When he was finished Cyrus felt drained. He wasn't sure what to feel. Now that he had seen them, he wished he'd known them. And to learn how they'd died like this. It was too much.

The pain had subsided in his side and Cyrus knew he had to do something about Thalia. "Thanks for showing me," he said, giving the book back to Mr Scrivens.

He needed someone who could navigate whatever murky mess he'd found himself embroiled in.

He immediately thought of Eugene Coyle, the strange man and his friends who had come to see the tree. He'd hinted at magical knowledge and had known immediately what Thalia was. Perhaps he could help.

"I have to go." Cyrus finished his tea in one long gulp and handed the cup to Mr Scrivens. "I need to find Thalia."

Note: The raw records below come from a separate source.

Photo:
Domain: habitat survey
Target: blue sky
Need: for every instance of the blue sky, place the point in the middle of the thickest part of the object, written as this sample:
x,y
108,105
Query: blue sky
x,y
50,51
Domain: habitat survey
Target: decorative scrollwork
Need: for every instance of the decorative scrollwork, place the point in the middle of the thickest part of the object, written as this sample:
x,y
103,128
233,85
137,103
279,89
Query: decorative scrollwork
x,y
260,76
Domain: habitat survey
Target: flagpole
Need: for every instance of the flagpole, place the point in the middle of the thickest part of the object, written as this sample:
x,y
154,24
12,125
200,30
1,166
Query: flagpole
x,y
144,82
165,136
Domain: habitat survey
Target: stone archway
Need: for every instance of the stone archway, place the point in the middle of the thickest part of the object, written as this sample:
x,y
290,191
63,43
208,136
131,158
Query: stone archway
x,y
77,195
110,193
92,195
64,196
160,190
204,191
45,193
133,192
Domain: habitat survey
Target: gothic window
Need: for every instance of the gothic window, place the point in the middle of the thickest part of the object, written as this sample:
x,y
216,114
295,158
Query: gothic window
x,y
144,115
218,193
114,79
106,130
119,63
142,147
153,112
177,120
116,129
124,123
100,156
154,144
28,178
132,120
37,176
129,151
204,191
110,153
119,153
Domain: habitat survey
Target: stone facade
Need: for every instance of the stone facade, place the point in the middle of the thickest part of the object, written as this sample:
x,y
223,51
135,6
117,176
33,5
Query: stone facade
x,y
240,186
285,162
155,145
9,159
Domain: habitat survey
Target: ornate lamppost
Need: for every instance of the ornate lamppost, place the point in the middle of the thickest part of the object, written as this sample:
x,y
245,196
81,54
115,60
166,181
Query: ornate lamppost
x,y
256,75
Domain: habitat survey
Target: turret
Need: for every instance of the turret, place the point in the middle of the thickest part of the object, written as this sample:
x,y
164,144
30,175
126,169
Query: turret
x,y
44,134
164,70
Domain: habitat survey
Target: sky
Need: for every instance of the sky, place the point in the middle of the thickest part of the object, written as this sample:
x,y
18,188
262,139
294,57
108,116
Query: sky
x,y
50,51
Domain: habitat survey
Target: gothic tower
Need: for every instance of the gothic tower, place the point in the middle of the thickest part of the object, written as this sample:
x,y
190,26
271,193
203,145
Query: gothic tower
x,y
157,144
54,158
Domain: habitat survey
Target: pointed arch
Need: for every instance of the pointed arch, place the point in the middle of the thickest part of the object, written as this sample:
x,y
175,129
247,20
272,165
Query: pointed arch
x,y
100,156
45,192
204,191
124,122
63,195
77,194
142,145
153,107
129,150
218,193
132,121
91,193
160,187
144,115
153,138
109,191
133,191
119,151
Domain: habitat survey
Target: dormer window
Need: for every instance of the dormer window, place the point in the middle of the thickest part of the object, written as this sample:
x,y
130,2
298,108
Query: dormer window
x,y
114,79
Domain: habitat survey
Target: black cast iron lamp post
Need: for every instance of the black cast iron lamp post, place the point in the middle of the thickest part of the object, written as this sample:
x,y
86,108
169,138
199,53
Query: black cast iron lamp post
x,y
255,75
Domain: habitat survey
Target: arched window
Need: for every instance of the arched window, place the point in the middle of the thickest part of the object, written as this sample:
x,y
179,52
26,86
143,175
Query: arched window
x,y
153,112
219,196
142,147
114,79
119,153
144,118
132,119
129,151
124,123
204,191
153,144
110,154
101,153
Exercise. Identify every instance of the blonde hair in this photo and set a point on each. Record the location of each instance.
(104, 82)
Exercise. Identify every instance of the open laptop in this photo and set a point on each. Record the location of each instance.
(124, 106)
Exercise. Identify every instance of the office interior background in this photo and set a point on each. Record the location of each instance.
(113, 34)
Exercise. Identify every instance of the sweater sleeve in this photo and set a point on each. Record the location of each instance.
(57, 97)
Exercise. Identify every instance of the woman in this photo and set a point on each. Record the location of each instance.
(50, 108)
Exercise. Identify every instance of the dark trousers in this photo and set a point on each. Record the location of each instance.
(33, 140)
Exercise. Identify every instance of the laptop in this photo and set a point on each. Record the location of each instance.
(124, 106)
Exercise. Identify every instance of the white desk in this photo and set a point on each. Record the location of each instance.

Scrivens put the cup and the book on the sofa next to himself, stood with Cyrus. "Do you want help?" 

He looked completely serious and Cyrus was grateful for the offer, but he couldn't ask that of him. He shook his head. "Thank you, no, it's fine. I have an idea what to do."

"Well, if you need anything, or even if you just want to chat, you know where I am."

Mr Scrivens led him to the door and he half-limped out, his pains mere dull aches now.

He went into his own apartment and looked up a map of the city, entered the address of the bookshop and traced a route to it. It was getting dark, but he was hoping to catch Mr Coyle before he shut up shop for the night.

Before he left, an idea struck him. He went down into the garden, put his hand to the tree.

'Tree,' he thought. 'Can you hear me?'

No answer came, the tree was silent. HE could still feel the faint thrum of power pulsing away at it's heart, but there was no booming voice to blast his mind.

'Tree?'

Nothing.

'Thalia, if you can hear me, I'm coming for you. Hold on.'

With a lingering glance at the tree and thoughts of murdered parents and kidnapped friends racing around his mind, Cyrus left the building and set off into the city, unsure what he was going to find at The Arcanist's Tales. One thing was clear however, he needed help. This adventure was becoming more than he could handle.